Fig. 1

CARMIL3 inhibits capping protein (CP) activity in actin polymerization assays, with pyrene-actin fluorescence (arbitrary units) plotted vs time. (A) Cartoon of the zebrafish Carmil3 protein illustrating its functional domains, and the positions of two zebrafish mutations studied here, carmil3^sa19830 and carmil3^stl413 and the location of the CBR mutations. PH, Pleckstrin Homology; L, linker; N, N-cap; LRR, Leucine Rich Repeat; C, C-cap; HD, helical / homodimerization domain; CBR, Capping protein Binding Region; CPI, capping protein interaction; CSI, CARMIL-specific interaction; MBD, membrane-binding domain; PRR, Proline Rich Region. Amino acid sequences for uman CARMIL1 and 3 and D. rerio Carmil3 for the CPI region are in a box, with and the location of the D. rerio mutant known as HVR->AVA denoted by asterisks. (B) Human CARMIL3 (C3) inhibited the ability of CP to cap barbed ends of actin filaments. Black points, labeled “Seeds,” are from a control with monomeric actin and filamentous actin seeds. Pink points, labeled “CP,” correspond to a sample to which CP was added.
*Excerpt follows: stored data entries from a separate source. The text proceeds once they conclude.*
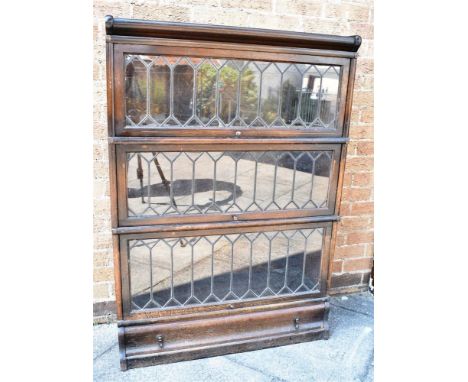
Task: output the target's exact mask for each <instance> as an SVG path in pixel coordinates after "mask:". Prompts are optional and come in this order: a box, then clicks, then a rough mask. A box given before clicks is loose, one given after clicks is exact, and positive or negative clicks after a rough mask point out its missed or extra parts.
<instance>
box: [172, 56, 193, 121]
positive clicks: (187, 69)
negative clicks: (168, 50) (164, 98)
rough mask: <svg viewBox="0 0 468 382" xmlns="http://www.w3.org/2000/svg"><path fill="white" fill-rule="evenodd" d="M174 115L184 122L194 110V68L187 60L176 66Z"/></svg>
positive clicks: (179, 62) (173, 101)
mask: <svg viewBox="0 0 468 382" xmlns="http://www.w3.org/2000/svg"><path fill="white" fill-rule="evenodd" d="M173 102H174V111H173V112H174V117H176V118H177V120H178V121H179V122H180V123H181V124H184V123H185V122H187V121H188V120H189V119H190V117H191V116H192V112H193V69H192V67H191V66H190V65H188V63H187V61H186V60H181V61H179V62H178V65H176V66H175V68H174V100H173Z"/></svg>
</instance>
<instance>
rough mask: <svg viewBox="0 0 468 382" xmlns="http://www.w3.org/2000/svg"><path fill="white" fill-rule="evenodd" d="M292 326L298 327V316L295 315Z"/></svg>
mask: <svg viewBox="0 0 468 382" xmlns="http://www.w3.org/2000/svg"><path fill="white" fill-rule="evenodd" d="M294 328H295V329H296V330H298V329H299V318H298V317H296V318H295V319H294Z"/></svg>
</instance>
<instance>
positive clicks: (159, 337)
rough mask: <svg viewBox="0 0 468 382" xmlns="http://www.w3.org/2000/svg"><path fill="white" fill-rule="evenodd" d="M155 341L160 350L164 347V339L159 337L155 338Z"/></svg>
mask: <svg viewBox="0 0 468 382" xmlns="http://www.w3.org/2000/svg"><path fill="white" fill-rule="evenodd" d="M156 340H157V341H158V345H159V347H160V348H161V349H162V348H163V346H164V337H163V336H161V335H159V336H157V337H156Z"/></svg>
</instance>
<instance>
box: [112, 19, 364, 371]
mask: <svg viewBox="0 0 468 382" xmlns="http://www.w3.org/2000/svg"><path fill="white" fill-rule="evenodd" d="M106 31H107V36H106V37H107V40H106V43H107V95H108V126H109V161H110V183H111V187H110V191H111V202H112V216H111V219H112V233H113V245H114V267H115V285H116V300H117V315H118V327H119V347H120V364H121V368H122V369H123V370H126V369H127V368H131V367H138V366H144V365H151V364H157V363H165V362H174V361H179V360H186V359H193V358H200V357H207V356H213V355H219V354H227V353H232V352H240V351H246V350H253V349H259V348H265V347H271V346H278V345H284V344H291V343H296V342H301V341H310V340H313V339H326V338H328V335H329V330H328V323H327V315H328V310H329V303H328V297H327V281H328V276H329V258H330V256H331V252H332V250H333V248H334V237H335V232H336V222H337V220H338V219H339V217H338V214H339V205H340V195H341V188H342V187H341V185H342V179H343V170H344V160H345V157H346V144H347V141H348V138H347V137H348V129H349V118H350V112H351V101H352V90H353V82H354V74H355V66H356V52H357V50H358V48H359V46H360V43H361V38H360V37H359V36H350V37H340V36H331V35H320V34H307V33H296V32H284V31H272V30H264V29H245V28H234V27H226V26H211V25H195V24H181V23H169V22H157V21H141V20H130V19H116V18H113V17H112V16H107V18H106Z"/></svg>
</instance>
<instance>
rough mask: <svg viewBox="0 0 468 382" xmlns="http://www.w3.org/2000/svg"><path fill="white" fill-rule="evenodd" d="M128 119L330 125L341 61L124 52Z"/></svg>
mask: <svg viewBox="0 0 468 382" xmlns="http://www.w3.org/2000/svg"><path fill="white" fill-rule="evenodd" d="M125 74H126V75H125V102H126V124H127V126H128V127H135V126H145V127H147V128H151V127H160V126H173V127H185V126H190V127H194V128H204V127H216V126H219V127H230V126H236V127H244V128H245V127H247V128H249V127H250V128H256V127H264V128H265V127H280V128H284V127H294V128H313V129H335V128H336V122H337V121H336V116H337V111H338V108H339V88H340V76H341V68H340V67H339V66H329V65H311V64H300V63H293V64H289V63H280V62H263V61H239V60H225V59H218V58H194V57H180V58H179V57H174V56H143V55H126V56H125Z"/></svg>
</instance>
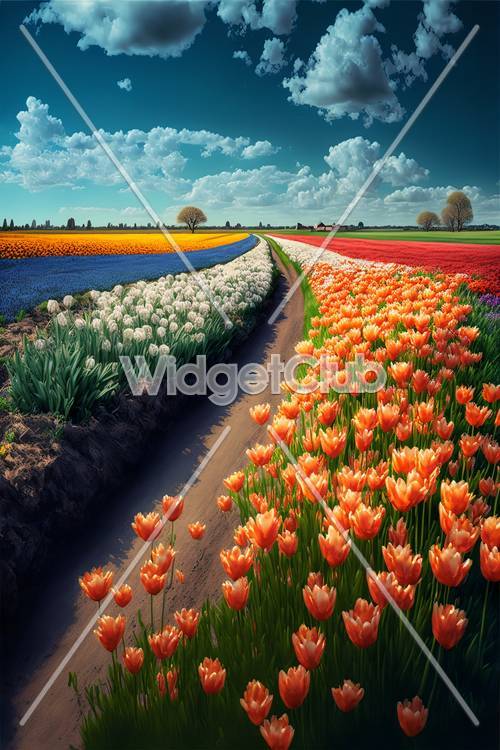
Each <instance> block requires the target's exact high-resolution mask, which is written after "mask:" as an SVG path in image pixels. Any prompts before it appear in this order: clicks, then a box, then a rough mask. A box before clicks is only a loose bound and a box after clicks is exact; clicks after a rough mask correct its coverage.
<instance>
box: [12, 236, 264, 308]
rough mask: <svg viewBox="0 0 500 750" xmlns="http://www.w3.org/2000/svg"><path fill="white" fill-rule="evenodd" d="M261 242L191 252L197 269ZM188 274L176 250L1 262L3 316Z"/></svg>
mask: <svg viewBox="0 0 500 750" xmlns="http://www.w3.org/2000/svg"><path fill="white" fill-rule="evenodd" d="M112 236H116V235H112ZM149 236H154V235H149ZM226 236H227V235H226ZM162 239H163V240H164V238H163V236H162ZM164 241H165V240H164ZM256 242H257V240H256V238H255V237H254V236H250V237H246V238H245V239H240V240H238V241H236V242H233V243H232V244H224V245H219V246H217V247H214V248H212V249H208V250H199V251H198V252H192V253H190V254H189V261H190V263H191V265H192V266H193V267H194V268H196V269H197V270H200V269H203V268H209V267H210V266H213V265H215V264H216V263H223V262H226V261H229V260H233V259H234V258H237V257H239V256H240V255H242V254H243V253H245V252H247V251H248V250H250V249H251V248H252V247H254V246H255V244H256ZM115 252H116V251H115ZM185 270H186V267H185V265H184V263H183V261H182V259H181V258H180V257H179V256H178V255H177V254H176V253H171V252H170V253H168V254H167V253H153V254H146V255H140V254H133V255H128V254H120V255H91V256H87V257H84V256H82V255H72V256H69V257H68V256H67V257H49V256H47V257H36V258H21V259H18V260H7V259H2V258H0V314H1V315H4V316H5V317H6V318H7V319H8V320H11V319H12V318H13V317H14V316H15V315H16V313H18V312H19V310H21V309H25V310H26V309H30V308H32V307H33V306H34V305H38V304H40V303H41V302H43V301H44V300H47V299H48V298H49V297H56V298H57V297H62V296H63V295H65V294H77V293H81V292H86V291H87V290H89V289H92V287H95V286H99V287H100V288H101V289H102V288H104V289H106V288H109V287H111V286H113V285H114V284H126V283H130V282H132V281H137V279H155V278H158V277H159V276H162V275H164V274H166V273H170V274H172V273H181V272H182V271H185Z"/></svg>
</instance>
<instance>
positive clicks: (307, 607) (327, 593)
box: [302, 584, 337, 620]
mask: <svg viewBox="0 0 500 750" xmlns="http://www.w3.org/2000/svg"><path fill="white" fill-rule="evenodd" d="M302 595H303V597H304V603H305V605H306V607H307V609H308V610H309V612H310V613H311V614H312V616H313V617H315V618H316V620H328V618H329V617H331V616H332V614H333V608H334V607H335V599H336V597H337V592H336V590H335V588H334V587H333V586H332V588H330V587H329V586H327V585H326V584H325V585H318V584H314V586H313V587H312V588H311V587H310V586H309V585H308V586H304V588H303V590H302Z"/></svg>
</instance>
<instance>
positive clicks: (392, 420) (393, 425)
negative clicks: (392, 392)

Red and blue curves contain CP plus the indicated concentrations of human CARMIL1 or CARMIL3 CBR fragment. (C) Zebrafish Carmil3 (C3, blue curves) CBR fragment inhibited capping by CP. In comparison to human CARMIL3 (C3, red curves), the inhibitory activity of zebrafish Carmil3 was slightly less than that of human CARMIL3, based on similar concentrations as indicated. A mutant form of zebrafish Carmil3 CBR fragment (C3-HVR->AVA, green curve) containing two point mutations at conserved residues of the CP-binding CPI motif (Fig. 1A), failed to block CP activity, as expected.